From: Ted Davis <TDavis@messiah.edu>
Date: Mon Oct 26 2009 - 09:23:47 EDT

I respond to Steve's conjectures below, at the appropriate points.

Ted

>>> Steve Martin <steven.dale.martin@gmail.com> 10/25/2009 7:47 AM >>>
Hi Ted,

You stated of Pupin that:

> He was also the only scientist of his stature from that period that I
have
> yet found who was genuinely orthodox theologically and also an
evolutionist.
>

So, using a Venn diagram, the intersection between the set of
“theologically
orthodox scientists” and the set of “eminent scientists” was
virtually null
during this point in history – maybe because the set of theologically
orthodox scientists itself had been reduced to near zero.
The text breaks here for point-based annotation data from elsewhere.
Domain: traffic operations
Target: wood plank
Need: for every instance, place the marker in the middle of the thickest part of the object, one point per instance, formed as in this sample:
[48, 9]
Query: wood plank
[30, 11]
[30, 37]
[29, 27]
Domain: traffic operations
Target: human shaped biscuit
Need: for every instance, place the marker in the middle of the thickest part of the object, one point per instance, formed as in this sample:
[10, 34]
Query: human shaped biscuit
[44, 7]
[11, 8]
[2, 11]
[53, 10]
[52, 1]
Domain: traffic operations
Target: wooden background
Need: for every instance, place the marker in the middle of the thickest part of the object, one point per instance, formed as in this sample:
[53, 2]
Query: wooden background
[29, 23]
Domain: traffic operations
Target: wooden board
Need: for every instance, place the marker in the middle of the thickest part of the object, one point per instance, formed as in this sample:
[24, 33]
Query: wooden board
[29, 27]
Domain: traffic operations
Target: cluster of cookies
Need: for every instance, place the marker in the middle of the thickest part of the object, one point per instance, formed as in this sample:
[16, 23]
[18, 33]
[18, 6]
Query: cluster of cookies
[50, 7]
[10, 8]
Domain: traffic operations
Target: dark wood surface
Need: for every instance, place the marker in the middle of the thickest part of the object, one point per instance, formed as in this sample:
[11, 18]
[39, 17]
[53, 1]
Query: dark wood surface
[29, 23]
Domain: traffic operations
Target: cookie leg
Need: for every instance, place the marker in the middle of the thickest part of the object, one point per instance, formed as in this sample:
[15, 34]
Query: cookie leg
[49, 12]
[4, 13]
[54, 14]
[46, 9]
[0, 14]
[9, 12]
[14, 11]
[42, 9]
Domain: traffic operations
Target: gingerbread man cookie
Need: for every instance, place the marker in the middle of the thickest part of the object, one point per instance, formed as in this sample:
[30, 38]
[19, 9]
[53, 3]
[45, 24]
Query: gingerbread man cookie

TED: Yes, I think that may have been true. Without conducting a wholesale
review of the beliefs of all "eminent scientists" from the period (something
that in principle could be done, but in practice would take perhaps a few
decades since you have to do quite a bit of digging and careful reading
before pigeon-holing any individual scientist), I would say that the
theologically orthodox scientists from the Scopes era were almost all not
regarded as "eminent." I also add that what I consider "orthodox" isn't
going to match, in all cases, what other scholars might consider "orthodox."
 In my case, you have to be able to affirm the deity of Jesus and the bodily
resurrection, as a starting point. I don't limit it to that, but that
filter does eliminate a very large percentage of "eminent" scientists who
would have called themselves Christians at the time. (Not so, today)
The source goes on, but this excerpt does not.